A professora Matilde examinou a despensa e viu um grande buraco por detrás de uma das prateleiras. Olhou para os frascos e viu o mesmo que antes: alimentos roídos e estragados, excrementos que, dias antes, pensara serem obra de Kikito, e um cheiro nauseabundo por todo o lado.
«Oh, não…Bem pelo menos parece que o Kikito e o Puffy não têm culpa nenhuma por aquilo que se tem passado nesta casa…! E eu a castigá-los daquela forma…pelos vistos, o único responsável pelos estragos que se têm visto por aqui é esta horrível Ratazana. E, se calhar, há mais por aí…»

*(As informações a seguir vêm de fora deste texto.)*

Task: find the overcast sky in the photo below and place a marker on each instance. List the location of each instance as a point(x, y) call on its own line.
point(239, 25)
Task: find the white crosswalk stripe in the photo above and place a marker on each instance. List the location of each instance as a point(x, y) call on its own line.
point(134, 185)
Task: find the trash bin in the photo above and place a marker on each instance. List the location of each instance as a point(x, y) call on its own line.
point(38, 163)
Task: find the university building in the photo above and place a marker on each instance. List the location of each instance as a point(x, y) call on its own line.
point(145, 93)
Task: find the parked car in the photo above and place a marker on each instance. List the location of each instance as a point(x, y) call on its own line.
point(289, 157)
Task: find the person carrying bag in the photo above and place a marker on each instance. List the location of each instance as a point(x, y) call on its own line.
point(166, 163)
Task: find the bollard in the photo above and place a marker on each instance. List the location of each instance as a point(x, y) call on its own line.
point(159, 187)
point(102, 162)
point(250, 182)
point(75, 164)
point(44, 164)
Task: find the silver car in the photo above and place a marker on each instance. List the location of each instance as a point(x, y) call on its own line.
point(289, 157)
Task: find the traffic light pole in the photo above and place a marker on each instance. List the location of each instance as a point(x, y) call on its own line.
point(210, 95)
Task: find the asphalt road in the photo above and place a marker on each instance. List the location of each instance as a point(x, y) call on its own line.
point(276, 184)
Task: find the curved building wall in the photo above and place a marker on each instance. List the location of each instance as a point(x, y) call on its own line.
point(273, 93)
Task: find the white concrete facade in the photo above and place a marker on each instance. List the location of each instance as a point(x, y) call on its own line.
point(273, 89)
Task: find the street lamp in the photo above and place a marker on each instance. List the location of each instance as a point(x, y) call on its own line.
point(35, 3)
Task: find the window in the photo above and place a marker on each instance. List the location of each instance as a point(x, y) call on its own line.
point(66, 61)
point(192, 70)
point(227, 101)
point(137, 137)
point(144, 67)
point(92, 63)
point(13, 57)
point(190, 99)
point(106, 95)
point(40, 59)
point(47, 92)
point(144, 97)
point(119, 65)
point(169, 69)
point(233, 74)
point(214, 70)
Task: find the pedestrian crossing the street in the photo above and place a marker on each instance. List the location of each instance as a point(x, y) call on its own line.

A partir de então, Dona Gata ficou como hóspede definitiva em casa de Ângela, Puffy e Kikito. Livre para entrar e sair quando quisesse, com um confortável cantinho, num anexo, junto ao celeiro, para estar à vontade com os seus gatinhos. Estes cresceram com um enorme espaço para brincar e amigos para partilhar os seus jogos.
Nunca mais se ouviu falar de um rato naquela casa.